Neste meu passeio dominical, aproveitei pra levar garrafas e potes de plástico pra reciclar (acredite, nos pontos de coleta não há lugar pra vidro. E sempre levo pro meu escritório na universidade um monte de papelão e jornal velho. As duas caixas estão transbordando, e não são recolhidas. Sinceramente, acho que ninguém recicla nada por aqui. E não é algo de Detroit. Tive a mesma impressão em Chicago e Washington. O país que mais gera lixo no mundo não parece interessado em reciclá-lo). Levei também um DVD pra colocar numa caixa do correio (não se preocupe, vou escrever uma coluna inteira sobre isso). Peguei a edição mais recente de um tablóide grátis. Saí à cata de esquilinhos perdidos, sem muito sucesso. Voltei pra casa e narrei minha aventura pro maridão, após conseguir arrancá-lo da frente do computador.

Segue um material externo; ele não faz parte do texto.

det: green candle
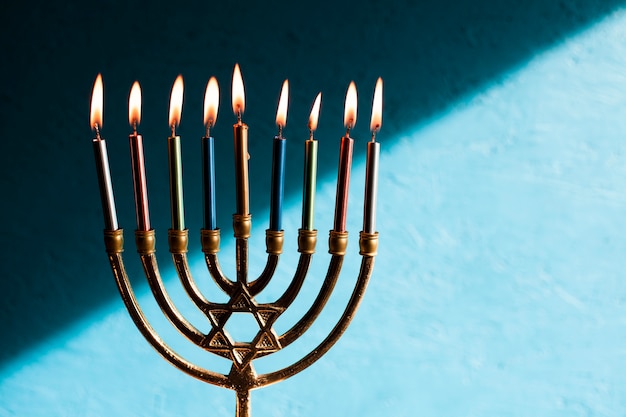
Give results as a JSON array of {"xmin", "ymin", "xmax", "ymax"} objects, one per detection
[
  {"xmin": 302, "ymin": 93, "xmax": 321, "ymax": 230},
  {"xmin": 168, "ymin": 75, "xmax": 185, "ymax": 230}
]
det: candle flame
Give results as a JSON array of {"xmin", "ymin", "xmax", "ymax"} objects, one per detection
[
  {"xmin": 90, "ymin": 74, "xmax": 103, "ymax": 130},
  {"xmin": 203, "ymin": 76, "xmax": 219, "ymax": 127},
  {"xmin": 344, "ymin": 81, "xmax": 357, "ymax": 130},
  {"xmin": 129, "ymin": 81, "xmax": 142, "ymax": 127},
  {"xmin": 275, "ymin": 80, "xmax": 289, "ymax": 128},
  {"xmin": 169, "ymin": 75, "xmax": 184, "ymax": 127},
  {"xmin": 370, "ymin": 77, "xmax": 383, "ymax": 133},
  {"xmin": 308, "ymin": 92, "xmax": 322, "ymax": 132},
  {"xmin": 232, "ymin": 63, "xmax": 245, "ymax": 116}
]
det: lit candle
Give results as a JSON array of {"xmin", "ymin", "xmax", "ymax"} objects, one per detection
[
  {"xmin": 333, "ymin": 82, "xmax": 357, "ymax": 232},
  {"xmin": 302, "ymin": 92, "xmax": 321, "ymax": 231},
  {"xmin": 128, "ymin": 81, "xmax": 151, "ymax": 231},
  {"xmin": 232, "ymin": 63, "xmax": 249, "ymax": 216},
  {"xmin": 269, "ymin": 80, "xmax": 289, "ymax": 231},
  {"xmin": 90, "ymin": 74, "xmax": 118, "ymax": 231},
  {"xmin": 203, "ymin": 76, "xmax": 219, "ymax": 230},
  {"xmin": 364, "ymin": 78, "xmax": 382, "ymax": 234},
  {"xmin": 168, "ymin": 75, "xmax": 185, "ymax": 231}
]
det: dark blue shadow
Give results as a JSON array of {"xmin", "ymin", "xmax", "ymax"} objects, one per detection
[{"xmin": 0, "ymin": 0, "xmax": 623, "ymax": 366}]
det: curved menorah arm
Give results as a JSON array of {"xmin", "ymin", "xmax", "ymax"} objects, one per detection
[
  {"xmin": 201, "ymin": 229, "xmax": 236, "ymax": 294},
  {"xmin": 272, "ymin": 253, "xmax": 312, "ymax": 308},
  {"xmin": 134, "ymin": 230, "xmax": 206, "ymax": 346},
  {"xmin": 169, "ymin": 229, "xmax": 213, "ymax": 311},
  {"xmin": 254, "ymin": 231, "xmax": 378, "ymax": 388},
  {"xmin": 276, "ymin": 230, "xmax": 347, "ymax": 348},
  {"xmin": 201, "ymin": 217, "xmax": 284, "ymax": 297},
  {"xmin": 103, "ymin": 229, "xmax": 230, "ymax": 389},
  {"xmin": 265, "ymin": 229, "xmax": 318, "ymax": 314},
  {"xmin": 248, "ymin": 229, "xmax": 283, "ymax": 295}
]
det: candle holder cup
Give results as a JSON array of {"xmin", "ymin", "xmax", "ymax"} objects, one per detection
[{"xmin": 101, "ymin": 153, "xmax": 378, "ymax": 417}]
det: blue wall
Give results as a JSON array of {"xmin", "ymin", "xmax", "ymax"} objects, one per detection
[{"xmin": 1, "ymin": 0, "xmax": 626, "ymax": 415}]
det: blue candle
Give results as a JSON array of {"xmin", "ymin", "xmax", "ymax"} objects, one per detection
[
  {"xmin": 270, "ymin": 136, "xmax": 286, "ymax": 230},
  {"xmin": 269, "ymin": 80, "xmax": 289, "ymax": 231},
  {"xmin": 203, "ymin": 77, "xmax": 219, "ymax": 230},
  {"xmin": 203, "ymin": 136, "xmax": 216, "ymax": 229}
]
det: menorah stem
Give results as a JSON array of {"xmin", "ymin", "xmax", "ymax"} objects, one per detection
[
  {"xmin": 236, "ymin": 389, "xmax": 251, "ymax": 417},
  {"xmin": 233, "ymin": 214, "xmax": 252, "ymax": 286},
  {"xmin": 236, "ymin": 237, "xmax": 249, "ymax": 285}
]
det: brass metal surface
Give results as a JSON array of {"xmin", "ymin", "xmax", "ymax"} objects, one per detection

- Não tinha uma alma na rua. Nem alma de esquilinho. Não sei por que gastam tanto nos filmes pra esvaziar algumas ruas. Sabe que em “Eu Sou a Lenda” uma só cena de Nova York vazia custou 5 milhões de dólares? Podiam ter filmado tudo aqui, e consertar com efeitos digitais.
- Mas ninguém quer ver Detroit vazia. Querem ver NY vazia.
- Bom, praticamente a única alma que encontrei foi um gato branco. Ele olhou pra mim, eu olhei pra ele. Pensei em jogar um amendoim pra ele. Pensei em tocar nele, mas fiquei com receio que ele me seguisse pra casa. Mesmo assim, antes que eu me decidisse, ele fugiu.
- Como aquela cena em “Eu Sou a Lenda” entre o Will Smith e um morto-vivo.
- Amor, espero que nessa sua comparação eu seja o Will Smith. Ah, sabe o que mais eu vi? A loja nova na esquina que vende bebida colocou um cartaz imenso na calçada: “Open. Liquor”. Dá pra ver o cartaz daqui da janela. Mas tem uma palavra embaixo que só deu pra ler lá perto: “Groceries”.
- E o que é “groceries”?
- De novo?! Não vou traduzir pra você pela terceira vez! Você sempre pergunta isso!
- “Groceries” tem a ver com as atitudes estúpidas da Lolinha?
Aí eu tive que rir durante cinco minutos ininterruptos. Nesse meio-tempo o maridão não deu trégua: “Tem uma segunda definição pra palavra, fora o comportamento lolístico? Por exemplo, quando a Lolinha não tá por perto, o que significa 'groceries'? É como o pessoal da loja trata os fregueses?”. Quando finalmente parei de rir, expliquei que só um completo analfabeto em inglês pode confundir “groceries” com “grosserias” e que “grocery” quer dizer produtos comestíveis à venda, tipo secos e molhados. Continuei minha saga:
- Só na volta vi um esquilinho. Ele estava em duas patas, tentando morder uma luzinha de Natal numa árvore. Eu chamei, e ele não veio, lógico, mas pelo menos virou na minha direção.
- E aí você acertou um amendoim na cabeça dele, pra variar?
- Não, anjo. O primeiro amendoim pousou na frente dele, mas ele não viu. O segundo ele pegou. Ele comeu de costas pra mim. Tão grocery, esse esquilo. E depois eu quase fui atropelada pelo único carro na cidade.
- A única pedestre da cidade atropelada pelo único carro? Minhas saídas não são tão emocionantes como as suas.
Enfim, apesar do atraso, faço minhas as palavras do maridão e desejo a todos um ótimo reveillon, e um 2008 sem groceries.